Governança: um conceito fluído
Uma questão-chave na governança de IA é como diferentes partes interessadas interpretam o termo. Pode referir-se à regulação de modelos de IA, avaliação de segurança e risco, ou controle de infraestrutura de IA. Várias iniciativas internacionais—como o Processo de IA de Hiroshima do G7, a Declaração de Bletchley do Reino Unido e o Acordo Tecnológico para Combater a IA em Eleições—buscaram estabelecer princípios de governança.
Embora esses esforços compartilhem objetivos comuns, suas diferenças em escopo técnico e foco regulatório dificultam a integração completa. Em vez de buscar uma única estrutura de governança, a cúpula pode encontrar mais sucesso identificando melhores práticas e alinhando padrões onde possível.
A União Europeia adotou uma abordagem regulatória prioritária, estabelecendo um precedente global com sua Lei de IA. Esta estrutura influenciou propostas similares na Coreia do Sul e no Brasil.

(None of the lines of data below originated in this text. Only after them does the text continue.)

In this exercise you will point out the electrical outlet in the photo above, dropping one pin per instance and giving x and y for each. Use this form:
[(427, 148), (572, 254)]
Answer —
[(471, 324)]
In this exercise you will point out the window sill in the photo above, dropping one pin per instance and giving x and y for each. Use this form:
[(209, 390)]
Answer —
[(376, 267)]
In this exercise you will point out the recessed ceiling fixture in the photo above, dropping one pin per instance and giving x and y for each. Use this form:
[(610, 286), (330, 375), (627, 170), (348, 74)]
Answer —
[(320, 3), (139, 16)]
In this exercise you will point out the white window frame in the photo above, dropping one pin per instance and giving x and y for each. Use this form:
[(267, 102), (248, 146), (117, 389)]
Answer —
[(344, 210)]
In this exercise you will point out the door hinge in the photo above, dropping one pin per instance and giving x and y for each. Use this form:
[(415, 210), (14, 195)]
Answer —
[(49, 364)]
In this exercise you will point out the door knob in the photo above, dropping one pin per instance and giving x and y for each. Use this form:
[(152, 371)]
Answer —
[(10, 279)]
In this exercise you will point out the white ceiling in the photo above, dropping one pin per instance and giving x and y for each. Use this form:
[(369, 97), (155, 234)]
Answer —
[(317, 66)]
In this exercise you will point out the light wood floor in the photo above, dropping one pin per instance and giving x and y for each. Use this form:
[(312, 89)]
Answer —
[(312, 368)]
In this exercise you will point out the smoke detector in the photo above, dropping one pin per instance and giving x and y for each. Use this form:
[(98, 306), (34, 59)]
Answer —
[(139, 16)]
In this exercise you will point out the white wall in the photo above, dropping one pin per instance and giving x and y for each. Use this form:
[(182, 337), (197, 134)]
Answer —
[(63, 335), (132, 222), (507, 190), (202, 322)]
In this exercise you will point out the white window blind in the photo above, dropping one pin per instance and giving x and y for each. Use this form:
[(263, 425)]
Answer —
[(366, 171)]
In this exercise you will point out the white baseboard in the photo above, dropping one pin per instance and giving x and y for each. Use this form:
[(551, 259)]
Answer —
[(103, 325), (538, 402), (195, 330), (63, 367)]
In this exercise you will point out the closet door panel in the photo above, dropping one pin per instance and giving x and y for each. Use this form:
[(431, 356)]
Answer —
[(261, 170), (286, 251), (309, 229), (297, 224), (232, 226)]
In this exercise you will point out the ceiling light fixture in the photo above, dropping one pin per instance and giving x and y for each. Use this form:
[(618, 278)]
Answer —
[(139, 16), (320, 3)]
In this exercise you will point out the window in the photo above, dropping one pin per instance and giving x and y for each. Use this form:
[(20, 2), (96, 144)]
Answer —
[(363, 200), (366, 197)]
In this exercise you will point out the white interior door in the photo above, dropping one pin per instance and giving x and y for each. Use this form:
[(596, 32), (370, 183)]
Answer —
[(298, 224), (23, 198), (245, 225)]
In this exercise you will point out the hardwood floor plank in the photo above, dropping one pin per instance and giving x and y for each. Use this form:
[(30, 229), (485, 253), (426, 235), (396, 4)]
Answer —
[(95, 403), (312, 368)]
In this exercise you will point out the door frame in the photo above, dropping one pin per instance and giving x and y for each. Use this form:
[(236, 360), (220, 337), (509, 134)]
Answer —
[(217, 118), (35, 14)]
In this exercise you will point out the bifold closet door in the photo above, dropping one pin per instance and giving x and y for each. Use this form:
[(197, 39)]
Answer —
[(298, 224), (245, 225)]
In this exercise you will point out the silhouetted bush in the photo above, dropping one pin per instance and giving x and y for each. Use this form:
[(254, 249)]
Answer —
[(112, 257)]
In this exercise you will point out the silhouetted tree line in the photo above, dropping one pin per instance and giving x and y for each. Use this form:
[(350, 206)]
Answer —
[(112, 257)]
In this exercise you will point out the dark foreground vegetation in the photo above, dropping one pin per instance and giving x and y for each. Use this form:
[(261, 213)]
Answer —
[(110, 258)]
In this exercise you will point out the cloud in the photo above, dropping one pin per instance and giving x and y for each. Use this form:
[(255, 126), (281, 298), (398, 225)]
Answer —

Enquanto outras nações debatem suas próprias estratégias, os representantes da UE provavelmente usarão a cúpula para defender modelos de governança que espelhem os princípios da Lei de IA.
Agora, a UE está focada na implementação. A Lei de IA depende de padrões técnicos e códigos de prática para definir conformidade. Esses esforços determinarão se a legislação mitiga efetivamente riscos como desinformação gerada por IA e viés algorítmico. Internacionalmente, a UE tem uma oportunidade de moldar a governança global de IA estabelecendo padrões que outras nações podem adotar.
A transição para uma nova administração nos Estados Unidos deixou a política federal de IA incerta. A decisão do Presidente Trump de revogar a Ordem Executiva 14110 de Biden indica uma mudança para políticas que priorizam competitividade econômica e segurança nacional sobre regulações estritas de IA. Enquanto a ordem de Biden distribuía a supervisão de segurança de IA entre múltiplas agências, a administração Trump está reavaliando esta abordagem para alinhar-se com sua agenda mais ampla.
O destino do Instituto de Segurança de IA dos EUA, que anteriormente coordenava testes de segurança de IA, permanece incerto. A posição da administração Trump sobre governança de IA—seja unilateral ou multilateral—ficará mais clara nos próximos meses. A posição da delegação dos EUA na cúpula de Paris pode oferecer insights sobre sua estratégia mais ampla.

Várias questões importantes de governança permanecem não resolvidas. O DeepSeek R1 da China levanta preocupações sobre riscos de segurança de modelos de IA open-source. A Iniciativa Stargate sinaliza uma mudança na dinâmica de mercado conforme os EUA adaptam sua estratégia de IA. Enquanto isso, o setor privado está avançando em direção a agentes de IA mais avançados com capacidades incorporadas.
A cúpula de Paris oferece uma oportunidade para abordar estes desafios urgentes de governança. Entretanto, se as partes interessadas focarem apenas em reafirmar compromissos amplos sem abordar soluções regulatórias concretas, o evento corre o risco de se tornar apenas mais uma entrada no circuito de conferências de IA. Para ter um impacto significativo, a cúpula deve produzir recomendações acionáveis que considerem o panorama em evolução da IA e as diversas perspectivas regulatórias moldando seu futuro.